Jusqu’ici, elle n’a pas provoqué de réaction négative majeure, mais la réforme d’une société imprégnée de conservatisme est risquée en temps de tensions économiques croissantes mais aussi parce que les jeunes pourraient en attendre davantage, mettent en garde des responsables.

Les incohérences soulignent « une stratégie combinée du pousser-tirer », alors que le royaume tente de se réformer sans soubresauts, a déclaré Ali Shihabi, fondateur de l’Arabia Foundation, une fondation proche du pouvoir à Ryad.

Souvent, l’attitude des autorités dépend de la réaction sur les réseaux sociaux. Si un acte devient viral et agite l’opinion publique, il y a un risque de répression.

« Vous continuez à repousser les limites, tout en étant très attentif aux réactions du public et tout en réagissant en conséquence », a déclaré à l’AFP M. Shihabi.

« Zone grise »

Toutefois, les ambiguïtés entretenues par les autorités pourraient s’avérer insoutenables à long terme.

« Le gouvernement s’est donné beaucoup de mal pour faire avancer son projet de modernisation sociale », ont déclaré les chercheuses Eman Alhussein et Sara Almohamadi dans un rapport.

Le Prince Mohammed ben Salmane Al Saud, prince héritier d’Arabie Saoudite, assiste à une réunion des Nations unies à New York, le 27 mars 2018 (Crédit : Bryan R. Smith / AFP)

« Cependant, sans fixer de paramètres clairs pour ce qui est acceptable, la zone grise est susceptible de s’étendre davantage et de mettre en péril la réforme sociale », ont-elles estimé.

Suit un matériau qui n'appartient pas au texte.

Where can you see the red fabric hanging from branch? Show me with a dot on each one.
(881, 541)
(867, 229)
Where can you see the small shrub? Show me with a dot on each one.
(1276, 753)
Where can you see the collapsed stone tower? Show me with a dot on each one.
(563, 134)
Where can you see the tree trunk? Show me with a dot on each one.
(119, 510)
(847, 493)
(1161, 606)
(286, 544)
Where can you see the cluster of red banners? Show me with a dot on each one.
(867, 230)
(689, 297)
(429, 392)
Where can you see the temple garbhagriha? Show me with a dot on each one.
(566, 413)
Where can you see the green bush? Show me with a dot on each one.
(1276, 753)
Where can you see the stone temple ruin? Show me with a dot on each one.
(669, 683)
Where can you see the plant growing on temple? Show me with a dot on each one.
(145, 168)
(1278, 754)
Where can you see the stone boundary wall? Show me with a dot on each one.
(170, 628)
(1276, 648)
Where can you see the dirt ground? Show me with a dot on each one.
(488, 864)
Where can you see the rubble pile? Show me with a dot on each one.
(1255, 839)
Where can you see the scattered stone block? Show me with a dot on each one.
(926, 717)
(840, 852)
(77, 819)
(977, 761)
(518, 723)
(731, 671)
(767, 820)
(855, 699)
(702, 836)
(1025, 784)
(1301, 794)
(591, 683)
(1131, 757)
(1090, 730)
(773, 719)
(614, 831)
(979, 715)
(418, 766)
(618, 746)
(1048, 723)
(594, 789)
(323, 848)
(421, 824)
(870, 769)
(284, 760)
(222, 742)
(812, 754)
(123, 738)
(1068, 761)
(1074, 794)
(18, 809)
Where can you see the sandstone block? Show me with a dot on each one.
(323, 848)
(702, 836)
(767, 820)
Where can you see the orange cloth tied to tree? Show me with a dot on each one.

Nombreux sont ceux qui ressentent déjà les effets de la répression arbitraire alors que le pays semble passer d’une religion austère à un hypernationalisme qui favorise la vénération des dirigeants.

Lors d’un débat télévisé l’année dernière, Abdallah al-Fawzan, membre du Conseil de la Choura (assemblée consultative), a déclaré que les Saoudiens avaient le droit de qualifier quelqu’un de « traître » si cette personne ne défend pas la nation ou choisit de garder le silence.

Le règne de la peur et de la confusion sur les « lignes rouges » a incité de nombreux libéraux à fermer leurs comptes Twitter.

Et comme certains militants emprisonnés sont accusés d’avoir contacté des médias internationaux, les Saoudiens sont réticents quand il s’agit de parler à des journalistes étrangers.

« Il pourrait y avoir un retour de flamme », a dit à l’AFP Kristin Diwan du centre de réflexion Arab Gulf States Institute à Washington.

Elle ajoute : « Il y a un danger à éveiller des soupçons déjà latents à l’égard des étrangers au moment où le pays cherche à s’ouvrir à plus d’investissements étrangers et au tourisme ».